- Title card
- Genre: Situation comedy
- Written by: Ian Curtis Oliver Lansley
- Directed by: Elliot Hegarty
- Starring: Chris O'Dowd Kevin Bishop Nina Sosanya Daniel Kaluuya O-T Fagbenle
- Composer: Tim Laws
- Country of origin: United Kingdom
- Original language: English
- No. of series: 1
- No. of episodes: 6

Production
- Executive producer: Saurabh Kakkar
- Producer: Izzy Mant
- Editor: Mark Davies
- Camera setup: Single-camera
- Running time: 22 min.

Original release
- Network: ITV2
- Release: 25 February – 1 April 2009

= FM (British TV series) =

2009 British television series

FM is a British sitcom which aired on ITV2, starring Chris O'Dowd, Kevin Bishop and Nina Sosanya. The series followed the lives of two DJs and their producer on their FM radio programme, "Skin 86.5 FM". The show also featured music from real-life artists and guest stars from the music industry.

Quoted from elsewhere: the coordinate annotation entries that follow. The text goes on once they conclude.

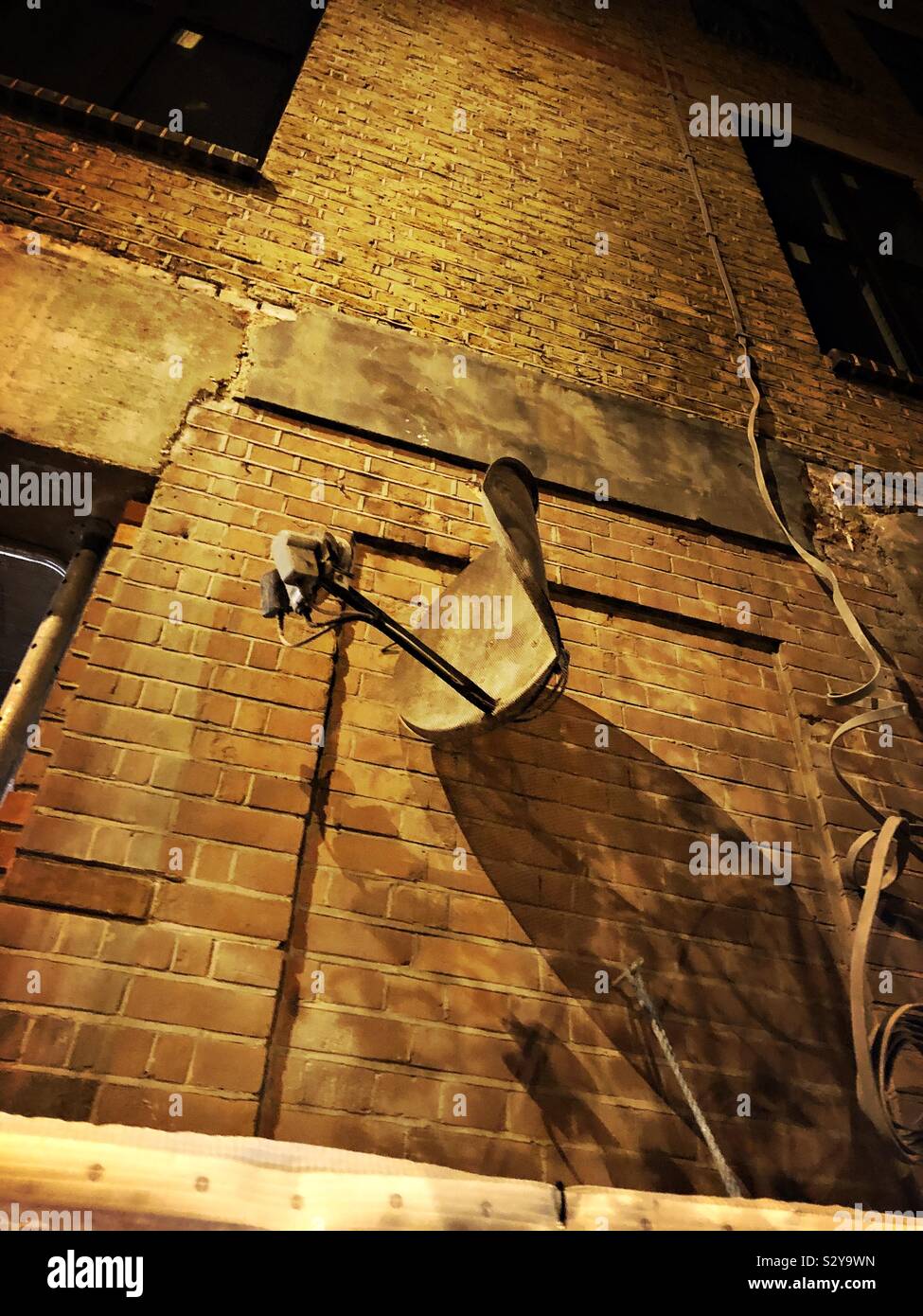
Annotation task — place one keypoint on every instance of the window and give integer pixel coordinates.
(215, 70)
(836, 220)
(778, 29)
(902, 54)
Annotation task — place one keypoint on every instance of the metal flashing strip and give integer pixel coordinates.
(374, 381)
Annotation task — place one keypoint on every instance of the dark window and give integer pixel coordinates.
(228, 66)
(832, 216)
(901, 54)
(778, 29)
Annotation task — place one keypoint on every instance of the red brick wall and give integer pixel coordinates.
(194, 735)
(486, 239)
(443, 981)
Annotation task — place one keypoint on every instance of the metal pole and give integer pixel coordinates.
(24, 699)
(423, 653)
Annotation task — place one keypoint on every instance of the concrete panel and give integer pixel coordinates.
(383, 382)
(87, 347)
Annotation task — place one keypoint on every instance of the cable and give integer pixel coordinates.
(876, 1046)
(733, 1184)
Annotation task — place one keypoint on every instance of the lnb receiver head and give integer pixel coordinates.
(306, 560)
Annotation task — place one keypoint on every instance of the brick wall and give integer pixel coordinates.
(181, 860)
(192, 738)
(488, 237)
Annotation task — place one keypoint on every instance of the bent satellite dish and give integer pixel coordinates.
(490, 650)
(502, 630)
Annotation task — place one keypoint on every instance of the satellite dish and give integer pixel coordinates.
(494, 625)
(502, 630)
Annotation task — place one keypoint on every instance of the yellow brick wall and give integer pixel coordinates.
(192, 735)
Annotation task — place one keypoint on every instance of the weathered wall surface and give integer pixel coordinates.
(101, 358)
(179, 860)
(170, 819)
(488, 237)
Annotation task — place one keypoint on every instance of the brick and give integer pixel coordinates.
(222, 1009)
(238, 962)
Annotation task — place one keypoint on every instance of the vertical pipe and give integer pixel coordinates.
(26, 698)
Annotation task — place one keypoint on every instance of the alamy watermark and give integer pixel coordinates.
(741, 860)
(862, 1220)
(750, 118)
(23, 1220)
(47, 489)
(879, 489)
(464, 613)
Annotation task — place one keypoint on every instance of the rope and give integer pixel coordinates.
(876, 1048)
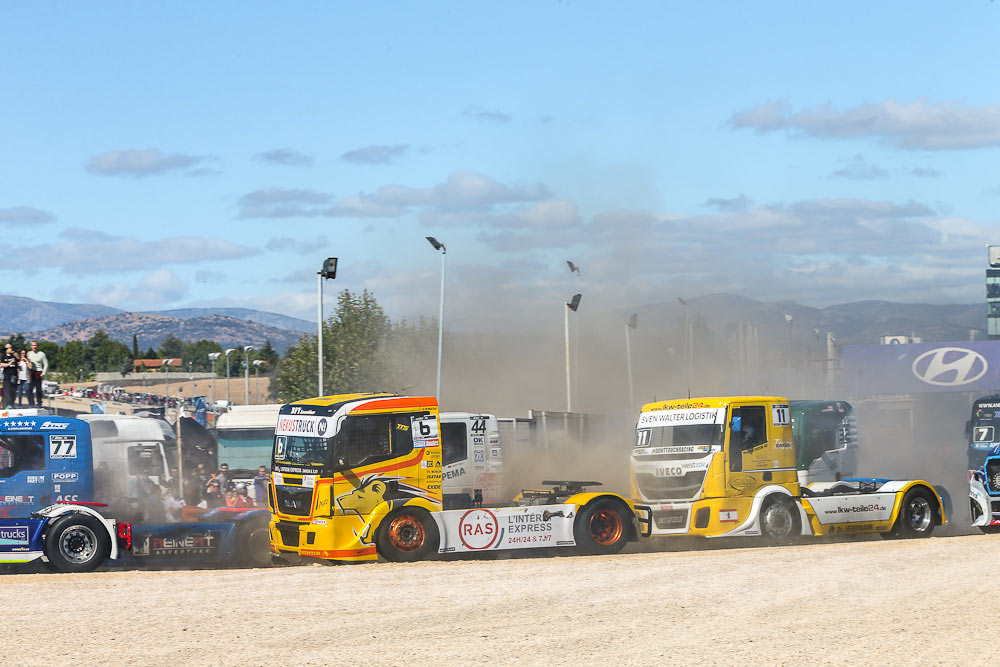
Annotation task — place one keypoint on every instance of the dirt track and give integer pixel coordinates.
(901, 602)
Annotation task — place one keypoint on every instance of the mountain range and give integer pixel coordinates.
(859, 322)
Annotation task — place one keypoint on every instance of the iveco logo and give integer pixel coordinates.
(950, 366)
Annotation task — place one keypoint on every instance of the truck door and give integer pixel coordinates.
(760, 447)
(456, 461)
(23, 484)
(370, 453)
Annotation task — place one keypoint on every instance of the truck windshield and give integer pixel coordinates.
(297, 450)
(673, 436)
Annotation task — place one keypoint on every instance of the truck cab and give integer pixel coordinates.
(471, 459)
(727, 466)
(43, 460)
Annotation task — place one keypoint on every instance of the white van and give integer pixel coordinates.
(471, 458)
(125, 446)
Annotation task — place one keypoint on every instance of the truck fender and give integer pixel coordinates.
(752, 523)
(55, 511)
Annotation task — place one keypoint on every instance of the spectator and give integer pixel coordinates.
(24, 368)
(240, 498)
(8, 362)
(41, 363)
(213, 496)
(260, 487)
(223, 477)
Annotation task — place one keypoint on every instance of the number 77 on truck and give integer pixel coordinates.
(726, 466)
(358, 476)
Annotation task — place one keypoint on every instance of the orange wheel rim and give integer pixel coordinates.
(606, 527)
(406, 533)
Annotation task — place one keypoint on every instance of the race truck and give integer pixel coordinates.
(49, 461)
(65, 537)
(982, 430)
(726, 466)
(984, 492)
(358, 476)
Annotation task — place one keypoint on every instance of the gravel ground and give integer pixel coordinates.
(887, 602)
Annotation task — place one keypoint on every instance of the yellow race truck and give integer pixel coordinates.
(358, 476)
(726, 466)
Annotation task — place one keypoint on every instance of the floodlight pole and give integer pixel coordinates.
(569, 395)
(438, 245)
(319, 329)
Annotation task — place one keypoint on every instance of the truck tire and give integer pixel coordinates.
(253, 542)
(602, 527)
(779, 521)
(407, 535)
(77, 543)
(916, 515)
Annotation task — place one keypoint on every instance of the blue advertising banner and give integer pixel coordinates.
(200, 409)
(921, 367)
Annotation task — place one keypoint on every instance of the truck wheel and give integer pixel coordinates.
(407, 535)
(779, 522)
(77, 543)
(601, 527)
(916, 516)
(253, 542)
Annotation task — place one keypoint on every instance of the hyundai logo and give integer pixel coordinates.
(950, 366)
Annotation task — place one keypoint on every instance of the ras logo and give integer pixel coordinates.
(950, 366)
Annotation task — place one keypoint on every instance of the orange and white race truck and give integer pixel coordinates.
(726, 467)
(358, 476)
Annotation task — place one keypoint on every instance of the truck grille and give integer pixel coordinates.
(667, 519)
(294, 500)
(670, 488)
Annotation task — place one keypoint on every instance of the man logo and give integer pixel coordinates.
(950, 366)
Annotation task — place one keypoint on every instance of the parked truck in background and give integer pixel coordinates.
(726, 466)
(358, 476)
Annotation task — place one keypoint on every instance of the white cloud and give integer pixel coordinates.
(286, 157)
(140, 162)
(98, 251)
(918, 125)
(25, 215)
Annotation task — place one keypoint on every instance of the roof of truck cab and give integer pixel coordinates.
(707, 402)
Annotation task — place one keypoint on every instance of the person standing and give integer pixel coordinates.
(41, 362)
(24, 368)
(8, 362)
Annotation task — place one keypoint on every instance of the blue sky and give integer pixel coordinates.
(214, 153)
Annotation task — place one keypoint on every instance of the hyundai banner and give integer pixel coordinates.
(922, 367)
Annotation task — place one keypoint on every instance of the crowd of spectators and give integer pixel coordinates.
(23, 371)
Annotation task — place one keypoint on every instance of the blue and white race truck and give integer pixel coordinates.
(47, 465)
(984, 493)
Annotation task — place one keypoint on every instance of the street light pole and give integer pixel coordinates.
(228, 352)
(257, 363)
(329, 271)
(438, 245)
(214, 357)
(572, 304)
(247, 349)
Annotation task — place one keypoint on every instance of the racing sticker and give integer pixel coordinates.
(304, 426)
(62, 446)
(780, 414)
(14, 536)
(424, 431)
(676, 417)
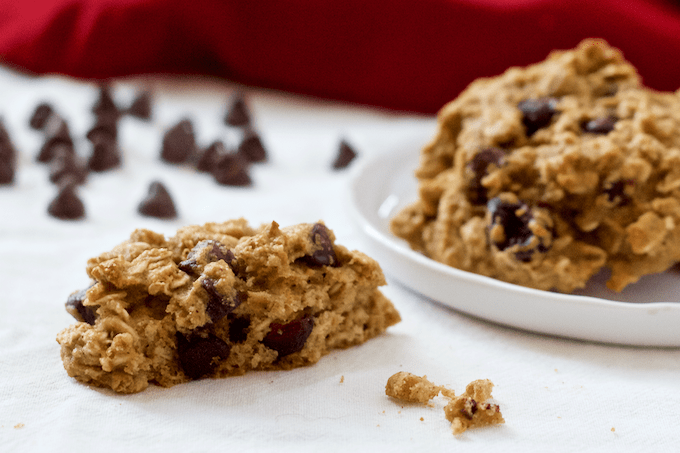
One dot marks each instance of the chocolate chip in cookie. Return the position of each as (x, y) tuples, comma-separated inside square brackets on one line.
[(289, 338), (198, 356), (324, 255), (158, 203)]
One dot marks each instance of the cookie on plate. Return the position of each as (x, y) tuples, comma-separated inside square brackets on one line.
[(544, 175), (219, 300)]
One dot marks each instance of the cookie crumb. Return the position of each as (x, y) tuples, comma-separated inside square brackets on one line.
[(471, 409)]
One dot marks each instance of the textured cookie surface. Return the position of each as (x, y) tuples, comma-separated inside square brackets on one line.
[(546, 174), (218, 300)]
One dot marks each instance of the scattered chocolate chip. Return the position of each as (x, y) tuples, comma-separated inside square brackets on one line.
[(478, 166), (199, 356), (232, 170), (599, 125), (346, 154), (325, 254), (251, 147), (57, 134), (141, 106), (105, 154), (65, 163), (219, 305), (207, 251), (238, 329), (7, 157), (537, 113), (179, 143), (289, 338), (75, 307), (514, 218), (105, 104), (208, 158), (40, 116), (158, 203), (237, 113), (67, 205)]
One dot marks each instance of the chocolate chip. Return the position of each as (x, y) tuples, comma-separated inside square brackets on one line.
[(346, 154), (537, 113), (105, 154), (238, 329), (325, 254), (179, 143), (616, 192), (75, 307), (8, 157), (40, 116), (289, 338), (514, 218), (208, 158), (207, 251), (199, 356), (251, 147), (602, 125), (105, 103), (232, 170), (141, 106), (158, 203), (237, 113), (478, 166), (67, 205), (219, 305), (64, 164)]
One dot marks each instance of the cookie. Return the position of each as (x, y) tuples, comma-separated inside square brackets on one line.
[(219, 300), (544, 175)]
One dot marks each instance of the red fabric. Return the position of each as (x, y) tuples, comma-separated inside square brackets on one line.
[(401, 54)]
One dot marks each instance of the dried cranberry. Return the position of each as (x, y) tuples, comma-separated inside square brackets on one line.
[(537, 113), (600, 125), (198, 356), (219, 305), (325, 255), (289, 338), (478, 166)]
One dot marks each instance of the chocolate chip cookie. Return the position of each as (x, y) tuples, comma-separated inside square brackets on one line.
[(219, 300), (546, 174)]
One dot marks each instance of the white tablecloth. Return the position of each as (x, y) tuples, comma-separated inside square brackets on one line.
[(555, 394)]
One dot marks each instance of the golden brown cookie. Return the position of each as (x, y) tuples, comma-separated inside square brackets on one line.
[(219, 300), (546, 174)]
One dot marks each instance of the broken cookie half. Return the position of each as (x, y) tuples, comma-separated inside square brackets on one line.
[(219, 300)]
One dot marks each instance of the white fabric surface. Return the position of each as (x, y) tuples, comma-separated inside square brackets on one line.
[(555, 394)]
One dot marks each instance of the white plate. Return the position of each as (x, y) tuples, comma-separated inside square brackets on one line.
[(644, 314)]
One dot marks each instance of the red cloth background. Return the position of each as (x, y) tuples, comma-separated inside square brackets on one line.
[(401, 54)]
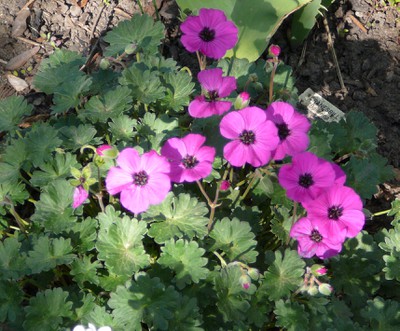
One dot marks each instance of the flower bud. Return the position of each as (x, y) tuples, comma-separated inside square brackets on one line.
[(224, 185), (242, 100), (104, 64), (318, 270), (274, 50), (253, 273), (245, 281), (130, 49), (325, 289)]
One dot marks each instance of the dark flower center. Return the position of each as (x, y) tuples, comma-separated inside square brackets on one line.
[(316, 236), (306, 180), (247, 137), (212, 95), (207, 34), (189, 161), (140, 178), (335, 212), (283, 131)]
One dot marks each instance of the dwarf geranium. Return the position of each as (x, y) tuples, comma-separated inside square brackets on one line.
[(253, 137), (337, 209), (313, 240), (210, 33), (141, 180), (215, 87), (190, 160), (292, 129), (306, 177), (80, 195)]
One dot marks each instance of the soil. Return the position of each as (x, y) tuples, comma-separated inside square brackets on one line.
[(366, 37)]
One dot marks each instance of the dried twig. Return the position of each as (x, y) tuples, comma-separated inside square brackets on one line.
[(331, 47), (358, 23), (30, 2)]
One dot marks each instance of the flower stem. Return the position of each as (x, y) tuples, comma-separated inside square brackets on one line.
[(271, 82)]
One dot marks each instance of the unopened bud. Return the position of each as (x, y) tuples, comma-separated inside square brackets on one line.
[(104, 64), (130, 49), (325, 289), (242, 100), (274, 50), (224, 185)]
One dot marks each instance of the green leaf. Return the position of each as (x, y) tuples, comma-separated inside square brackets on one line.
[(363, 175), (256, 23), (382, 314), (61, 67), (114, 103), (177, 217), (186, 316), (48, 253), (12, 262), (144, 299), (235, 239), (47, 309), (11, 297), (122, 127), (395, 211), (303, 21), (74, 137), (54, 209), (185, 258), (141, 30), (291, 316), (145, 85), (12, 110), (68, 94), (284, 274), (232, 297), (40, 143), (59, 167), (121, 247), (179, 88)]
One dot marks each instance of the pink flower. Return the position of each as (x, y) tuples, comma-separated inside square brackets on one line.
[(292, 129), (215, 87), (141, 180), (225, 185), (274, 50), (336, 209), (210, 33), (101, 149), (80, 195), (190, 161), (253, 137), (306, 177), (313, 240)]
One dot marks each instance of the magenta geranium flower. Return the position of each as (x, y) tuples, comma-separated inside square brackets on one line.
[(80, 195), (210, 33), (313, 240), (337, 209), (253, 137), (214, 88), (190, 160), (140, 180), (292, 129), (306, 177)]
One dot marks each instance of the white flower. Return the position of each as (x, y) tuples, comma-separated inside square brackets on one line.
[(91, 328)]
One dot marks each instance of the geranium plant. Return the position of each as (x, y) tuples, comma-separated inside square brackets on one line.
[(150, 200)]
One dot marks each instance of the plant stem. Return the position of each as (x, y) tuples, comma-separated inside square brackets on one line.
[(271, 83)]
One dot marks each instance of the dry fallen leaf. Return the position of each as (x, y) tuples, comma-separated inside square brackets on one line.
[(19, 60), (17, 83), (19, 24)]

The first episode aired on 25 February 2009 and the series ran for 6 episodes. It broadcast on Wednesdays at 22:30. The series launched with 213,000 viewers. The whole series was re-run on Friday 3 April from 22:00 until 01:00. On 13 April 2009 the series was released on DVD with a BBFC rating of 15.

==Cast and characters==

The main cast of FM, from left to right: Kevin Bishop as Dom Cox, Chris O'Dowd as Lindsay Carol, and Nina Sosanya as Jane Edwards

- Chris O'Dowd as Lindsay Carol
- Kevin Bishop as Dom Cox
- Nina Sosanya as Jane Edwards
- Ophelia Lovibond as Daisy
- O. T. Fagbenle as Topher Kiefer
- Oliver Lansley as Neil
- Daniel Kaluuya as Ades

==Production==
A pilot episode was made in 2006 for Channel 4 by Room 5 Productions, with Dean Lennox Kelly, Warwick Davis and Raquel Cassidy in the lead roles. ITV Studios began searching for funding from record companies and radio stations to produce a second series for the show, but to no avail, so only one season was made.

This was the second time O'Dowd played a radio DJ; he had previously done this in the comedy movie The Boat That Rocked.

==Episodes==
In addition to the title being a theme for each episode, they are also all names of songs; continuing the shows music related subject matter. The songs from each title are "Last Night a DJ Saved My Life" by Indeep, "System Addict" by Five Star, "Return to Sender" by Elvis Presley, "Golden Lady" by Stevie Wonder, "Video Killed the Radio Star" by The Buggles, and "Blinded by the Light" by Manfred Mann's Earth Band.

List of FM episodes
| No. | Title | Directed by | Written by | Original release date |
| 1 | "Last Night a DJ Saved My Life" | Elliot Hegarty | Ian Curtis | 25 February 2009 |
In between putting on their daily radio show, Lindsay tries to reinvent himself as a superstar club DJ, Jane gets to the eighth date for the first time, and Dom is haunted by his boy-band past. Featuring an exclusive performance from Guillemots, plus guest appearances from Marianne Faithfull and Justin Hawkins.
| 2 | "System Addict" | Elliot Hegarty | Ian Curtis | 4 March 2009 |
The group try to stick to some new resolutions: Dom gives up booze, Jane gives up cigarettes, and Lindsay gives up giving up on girls. Featuring a performance by The Wombats, and guest appearance by Toyah Willcox.
| 3 | "Return to Sender" | Elliot Hegarty | Ian Curtis | 11 March 2009 |
Dom goes deaf, Jane is outed as a kleptomaniac, and Lindsay sends out an email that causes mayhem. Also features a guest performance by Ladyhawke.
| 4 | "Golden Lady" | Elliot Hegarty | Ian Curtis | 18 March 2009 |
Lindsay, Dom and Jane have very different experiences of awards season. Featuring Konnie Huq and The Subways.
| 5 | "Video Killed the Radio Star" | Elliot Hegarty | Ian Curtis, Oliver Lansley | 25 March 2009 |
When Lindsay is given the chance to move into TV, he finds the leap harder than expected. Jane suspects that runner Ades is flirting with her. And Dom gets ready for the annual radio industry pub quiz by insulting Tim Westwood and threatening Richard Bacon. Featuring guest stars Sarah Champion and Jamie Theakston, plus a performance by Sway.
| 6 | "Blinded by the Light" | Elliot Hegarty | Ian Curtis, Oliver Lansley | 1 April 2009 |
Lindsay finds his principles tested when he meets a gorgeous but talentless singer. Meanwhile, Dom is conflicted when he is offered a job at a rival station, and Jane meets her nemesis. Featuring a guest appearance by Oliver Chris and a performance by The Charlatans and Screaming Tea Party.